Ce n’est pas moi qui souffle sur lui
C’est Adonaï
Tout ce qu’il faut
C’est que la tombe où il repose lui appartienne
Il tailla dans la pierre une stèle vierge
Il creusa la terre pour elle jusqu’au toit mouvant des morts
Elle dut chercher partout dans cette mer
Le corps reconnaissable uniquement pour elle
Elle le sortit de la terre et des morts
Elle le porta loin de la fosse et des morts
Lui sur ses épaules et elle portait aussi la stèle lisse serrée contre elle
Puis elle s’arrêta vers un point du milieu de la terre et dit : c’est là
L’homme la rejoignit et creusa encore la terre
Pour elle il ouvragea une tombe profonde
Puis il lâcha sa pelle et tituba autour du trou
Il retomba à côté d’elle d’atroce fatigue
Si elle avait voulu
Elle l’aurait tué d’un coup de pelle
Elle s’allongea sur lui
Et il prit son plaisir avec elle sur la terre froide Elle en prit aussi
C’est ce que lui ordonnait la terre sous elle
Son amant n’était pas loin d’eux il reposait
À côté de sa chambre ouverte dans la terre
Mais eux étaient vivants et lui était mort
Il resurgit le premier de l’étreinte
Vite il se releva et courut vers la mort
Une patrouille allemande qui passait le tua
Ils ne sentirent pas sur lui la chaleur du corps
de la femme, pas immédiatement
Mais ils virent de la terre sur sa pelle et ses mains
Et ils virent du sang sur ses vêtements
et sur ses mains
Chez tous les peuples on tue qui exhume les morts Même chez les peuples aux frères pareillement vêtus
Qui, aux cheveux noirs ou blonds,
trop se ressemblent
Parce qu’ils appartiennent à un autre
Quand un homme appartient à une femme
Une femme à un homme
L’Elohîm ferme les yeux et se tait
Parfois même cela le fait sourire
Quand plusieurs hommes ou femmes appartiennent à un autre
Cela est le mal et l’Elohîm souffre
Ils l’abattirent d’une rafale
Il ne prononça pas un mot
Il n’eut pas le temps de les voir
Il n’eut pas le temps d’avoir peur
Il n’eut pas peur il n’eut que mal
Ils se penchèrent sur ses blessures
Il n’était pas tout à fait mort
Et, la douleur ayant succombé à la douleur,
Un sourire descendait doucement sur ses lèvres
Ils comprirent ce sourire trop tard
Tard pour le torturer — il était mort
Ils lui tirèrent encore trois balles dans la bouche
Pour lui casser les dents et ce sourire
Des heures après la colère les brûlait au ventre
Et les croix gammées leur creusaient des ulcères à travers leurs manteaux
Car il était clair pour eux Comment ?
Car il était clair pour eux
Comment — eux seuls le savaient et L’Elohîm l’ignore
Que cet homme avait fait l’amour à une juive avant de mourir
La terre la rejeta de l’étreinte
Elle porta son amant sur ses épaules
Elle le déposa dans le cercueil délimité de la terre
De tous les côtés elle poussa la terre dans la fosse
Avec ses mains — sans un dernier regard pour
sa forme de chair
Puis elle redressa la stèle et grava dessus (ce qui lui restait d’ongles suffirait):
Ici repose mon amour mort, j’en témoigne : Abraham Haerschel amant de celle qui
Ne porte pas encore de nom par l’Éternel
Elle voulut se coucher sur la tombe et mourir
Mais les vivants et les morts doivent être séparés Et séparés aussi les vivants d’avec les vivants
Et les morts d’avec les morts
Il ne faut pas confondre les vivants entre eux
( Car les vivants sont frères dissemblables)
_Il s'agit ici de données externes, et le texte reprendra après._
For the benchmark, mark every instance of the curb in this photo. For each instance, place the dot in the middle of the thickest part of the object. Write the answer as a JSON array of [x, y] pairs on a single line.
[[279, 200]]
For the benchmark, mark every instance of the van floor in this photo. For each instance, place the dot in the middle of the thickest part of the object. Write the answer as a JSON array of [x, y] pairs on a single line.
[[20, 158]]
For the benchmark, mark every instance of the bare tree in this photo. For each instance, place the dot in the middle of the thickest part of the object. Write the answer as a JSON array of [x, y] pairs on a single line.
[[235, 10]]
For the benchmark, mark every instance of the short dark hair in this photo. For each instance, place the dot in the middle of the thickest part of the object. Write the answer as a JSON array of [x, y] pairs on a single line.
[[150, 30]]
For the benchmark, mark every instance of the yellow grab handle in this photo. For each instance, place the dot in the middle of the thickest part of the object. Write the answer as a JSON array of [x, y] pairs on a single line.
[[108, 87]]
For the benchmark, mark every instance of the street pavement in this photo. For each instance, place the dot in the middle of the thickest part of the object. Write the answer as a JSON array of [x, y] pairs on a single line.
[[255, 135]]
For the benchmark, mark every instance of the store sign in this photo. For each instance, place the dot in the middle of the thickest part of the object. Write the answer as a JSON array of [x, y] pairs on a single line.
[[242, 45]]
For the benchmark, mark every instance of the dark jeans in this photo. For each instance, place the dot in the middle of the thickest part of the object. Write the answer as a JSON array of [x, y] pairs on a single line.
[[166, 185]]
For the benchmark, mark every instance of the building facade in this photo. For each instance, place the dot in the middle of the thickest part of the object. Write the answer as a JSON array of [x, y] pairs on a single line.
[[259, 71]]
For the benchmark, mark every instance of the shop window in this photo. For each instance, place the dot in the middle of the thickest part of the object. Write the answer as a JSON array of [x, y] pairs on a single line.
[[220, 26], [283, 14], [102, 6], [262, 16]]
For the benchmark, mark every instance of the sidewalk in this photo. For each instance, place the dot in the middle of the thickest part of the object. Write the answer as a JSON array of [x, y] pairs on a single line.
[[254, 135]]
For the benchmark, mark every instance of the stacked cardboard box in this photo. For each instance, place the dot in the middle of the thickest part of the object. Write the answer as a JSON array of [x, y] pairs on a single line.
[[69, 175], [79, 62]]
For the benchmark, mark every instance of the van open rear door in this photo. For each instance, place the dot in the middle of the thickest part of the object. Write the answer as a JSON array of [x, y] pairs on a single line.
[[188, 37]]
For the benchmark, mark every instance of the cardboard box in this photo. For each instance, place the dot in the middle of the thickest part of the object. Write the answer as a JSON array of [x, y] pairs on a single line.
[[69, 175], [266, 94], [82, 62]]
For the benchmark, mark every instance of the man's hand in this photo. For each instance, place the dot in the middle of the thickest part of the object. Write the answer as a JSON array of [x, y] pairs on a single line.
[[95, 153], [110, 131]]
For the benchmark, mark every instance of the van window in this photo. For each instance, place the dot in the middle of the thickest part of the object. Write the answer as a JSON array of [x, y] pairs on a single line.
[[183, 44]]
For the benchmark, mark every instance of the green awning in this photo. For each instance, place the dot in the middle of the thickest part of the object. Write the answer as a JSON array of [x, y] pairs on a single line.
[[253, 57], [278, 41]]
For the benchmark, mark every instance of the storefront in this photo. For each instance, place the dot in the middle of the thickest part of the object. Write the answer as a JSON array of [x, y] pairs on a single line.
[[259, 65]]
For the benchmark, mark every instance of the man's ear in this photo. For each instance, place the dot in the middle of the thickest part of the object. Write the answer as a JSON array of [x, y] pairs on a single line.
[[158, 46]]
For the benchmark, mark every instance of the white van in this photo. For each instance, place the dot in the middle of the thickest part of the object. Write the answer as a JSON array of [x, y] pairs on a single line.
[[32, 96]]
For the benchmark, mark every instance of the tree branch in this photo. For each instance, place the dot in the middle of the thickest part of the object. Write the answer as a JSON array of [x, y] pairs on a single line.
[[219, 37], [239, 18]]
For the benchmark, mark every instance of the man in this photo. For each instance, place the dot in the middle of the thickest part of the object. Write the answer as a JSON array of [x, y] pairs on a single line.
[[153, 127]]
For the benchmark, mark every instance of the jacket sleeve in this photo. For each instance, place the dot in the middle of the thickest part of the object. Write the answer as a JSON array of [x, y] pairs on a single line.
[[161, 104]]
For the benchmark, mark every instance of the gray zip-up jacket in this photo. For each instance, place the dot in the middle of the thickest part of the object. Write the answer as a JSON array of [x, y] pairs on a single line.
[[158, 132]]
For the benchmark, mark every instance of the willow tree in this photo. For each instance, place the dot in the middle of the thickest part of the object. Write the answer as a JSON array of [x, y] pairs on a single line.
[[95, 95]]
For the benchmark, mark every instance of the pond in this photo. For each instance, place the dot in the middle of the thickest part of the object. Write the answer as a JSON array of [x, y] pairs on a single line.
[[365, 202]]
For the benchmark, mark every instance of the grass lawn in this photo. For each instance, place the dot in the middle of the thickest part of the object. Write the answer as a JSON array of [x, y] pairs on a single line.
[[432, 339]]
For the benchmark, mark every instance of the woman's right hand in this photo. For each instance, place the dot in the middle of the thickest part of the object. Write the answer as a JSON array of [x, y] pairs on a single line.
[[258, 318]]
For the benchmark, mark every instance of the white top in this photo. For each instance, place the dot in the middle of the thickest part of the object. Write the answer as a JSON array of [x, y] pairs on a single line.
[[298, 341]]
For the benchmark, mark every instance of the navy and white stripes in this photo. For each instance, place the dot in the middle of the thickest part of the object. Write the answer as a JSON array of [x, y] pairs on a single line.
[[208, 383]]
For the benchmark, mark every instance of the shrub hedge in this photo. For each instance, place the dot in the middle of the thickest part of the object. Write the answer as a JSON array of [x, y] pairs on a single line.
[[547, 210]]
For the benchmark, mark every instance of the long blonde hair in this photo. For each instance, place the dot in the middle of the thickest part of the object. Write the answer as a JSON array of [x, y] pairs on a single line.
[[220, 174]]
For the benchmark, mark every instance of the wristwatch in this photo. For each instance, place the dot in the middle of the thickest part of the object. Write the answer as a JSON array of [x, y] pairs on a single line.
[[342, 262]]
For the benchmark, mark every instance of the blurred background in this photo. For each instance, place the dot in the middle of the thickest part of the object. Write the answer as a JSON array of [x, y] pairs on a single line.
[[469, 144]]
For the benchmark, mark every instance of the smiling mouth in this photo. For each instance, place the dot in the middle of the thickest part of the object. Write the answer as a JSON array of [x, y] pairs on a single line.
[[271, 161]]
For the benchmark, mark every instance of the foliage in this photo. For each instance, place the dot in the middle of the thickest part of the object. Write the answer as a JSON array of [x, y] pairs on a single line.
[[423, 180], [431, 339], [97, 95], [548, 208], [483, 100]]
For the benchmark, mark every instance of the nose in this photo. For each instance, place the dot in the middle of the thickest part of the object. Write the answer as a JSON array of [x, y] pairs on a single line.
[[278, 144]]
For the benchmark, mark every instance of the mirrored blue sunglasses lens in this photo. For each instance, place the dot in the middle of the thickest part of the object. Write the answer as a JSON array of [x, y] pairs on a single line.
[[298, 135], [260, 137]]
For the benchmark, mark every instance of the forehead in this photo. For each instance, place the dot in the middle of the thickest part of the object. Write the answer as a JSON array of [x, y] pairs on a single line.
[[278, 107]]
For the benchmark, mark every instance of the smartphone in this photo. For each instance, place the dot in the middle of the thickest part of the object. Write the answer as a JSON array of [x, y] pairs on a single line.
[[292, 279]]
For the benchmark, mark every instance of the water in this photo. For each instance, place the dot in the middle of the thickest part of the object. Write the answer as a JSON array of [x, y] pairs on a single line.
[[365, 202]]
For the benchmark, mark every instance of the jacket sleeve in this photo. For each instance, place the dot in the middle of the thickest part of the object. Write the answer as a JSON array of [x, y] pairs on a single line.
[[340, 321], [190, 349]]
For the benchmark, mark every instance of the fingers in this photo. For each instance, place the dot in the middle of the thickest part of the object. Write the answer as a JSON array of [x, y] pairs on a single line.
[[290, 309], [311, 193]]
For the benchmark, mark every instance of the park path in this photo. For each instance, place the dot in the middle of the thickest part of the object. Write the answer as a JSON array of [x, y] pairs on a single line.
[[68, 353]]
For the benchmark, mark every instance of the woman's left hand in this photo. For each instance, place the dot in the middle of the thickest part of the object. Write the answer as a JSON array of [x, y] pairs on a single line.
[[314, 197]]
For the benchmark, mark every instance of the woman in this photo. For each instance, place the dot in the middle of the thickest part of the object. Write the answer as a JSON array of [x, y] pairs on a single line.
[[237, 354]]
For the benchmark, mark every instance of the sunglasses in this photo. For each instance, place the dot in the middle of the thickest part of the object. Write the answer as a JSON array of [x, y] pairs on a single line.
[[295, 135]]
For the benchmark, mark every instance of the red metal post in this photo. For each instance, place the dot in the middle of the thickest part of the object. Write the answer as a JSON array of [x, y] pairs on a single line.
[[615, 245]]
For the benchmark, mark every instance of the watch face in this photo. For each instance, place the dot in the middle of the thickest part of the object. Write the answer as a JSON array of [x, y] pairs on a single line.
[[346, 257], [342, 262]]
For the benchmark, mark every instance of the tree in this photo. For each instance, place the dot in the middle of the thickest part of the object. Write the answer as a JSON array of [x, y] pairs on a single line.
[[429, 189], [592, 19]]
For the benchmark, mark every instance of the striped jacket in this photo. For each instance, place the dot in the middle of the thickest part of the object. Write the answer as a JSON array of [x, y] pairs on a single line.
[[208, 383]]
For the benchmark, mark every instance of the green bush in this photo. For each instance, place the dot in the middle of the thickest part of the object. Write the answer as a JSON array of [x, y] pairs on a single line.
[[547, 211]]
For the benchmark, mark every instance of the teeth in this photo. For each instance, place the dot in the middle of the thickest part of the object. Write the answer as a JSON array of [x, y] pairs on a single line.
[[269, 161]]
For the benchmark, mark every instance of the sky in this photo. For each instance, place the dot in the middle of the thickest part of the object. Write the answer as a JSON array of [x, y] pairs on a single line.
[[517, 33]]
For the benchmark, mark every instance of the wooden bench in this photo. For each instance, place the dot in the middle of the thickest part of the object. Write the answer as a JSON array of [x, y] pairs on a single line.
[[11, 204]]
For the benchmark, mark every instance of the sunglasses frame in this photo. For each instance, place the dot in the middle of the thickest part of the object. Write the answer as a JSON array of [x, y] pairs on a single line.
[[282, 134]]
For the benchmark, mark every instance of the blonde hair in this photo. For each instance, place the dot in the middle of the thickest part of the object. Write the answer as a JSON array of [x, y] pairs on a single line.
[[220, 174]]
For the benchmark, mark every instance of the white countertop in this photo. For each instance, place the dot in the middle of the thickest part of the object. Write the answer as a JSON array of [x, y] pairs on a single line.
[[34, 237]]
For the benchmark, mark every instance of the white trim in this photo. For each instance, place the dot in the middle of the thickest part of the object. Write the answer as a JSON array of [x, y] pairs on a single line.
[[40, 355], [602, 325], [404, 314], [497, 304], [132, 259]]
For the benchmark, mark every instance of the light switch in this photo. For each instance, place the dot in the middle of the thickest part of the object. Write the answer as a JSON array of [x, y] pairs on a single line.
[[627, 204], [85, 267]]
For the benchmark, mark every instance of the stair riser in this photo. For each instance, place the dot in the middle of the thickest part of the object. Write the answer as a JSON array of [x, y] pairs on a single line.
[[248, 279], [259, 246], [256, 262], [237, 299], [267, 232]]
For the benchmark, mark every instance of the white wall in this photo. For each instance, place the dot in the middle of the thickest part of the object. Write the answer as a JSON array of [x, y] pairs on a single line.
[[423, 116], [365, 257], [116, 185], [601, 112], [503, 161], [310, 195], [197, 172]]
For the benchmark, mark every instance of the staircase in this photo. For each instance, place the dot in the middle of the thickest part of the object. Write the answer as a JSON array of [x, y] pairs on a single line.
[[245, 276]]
Ni mélanger les morts avec les morts
Cela est le mal
Mais nul besoin que l’Elohîm descende pour faire le tri
Et les vivants se séparent d’eux-mêmes des morts
Et les vivants d’avec les vivants
Et les morts d’avec les morts
Dès que les noms des morts sont écrits sur leurs tombes
Femme, tu es rendue au devoir amer et provisoire de vivre.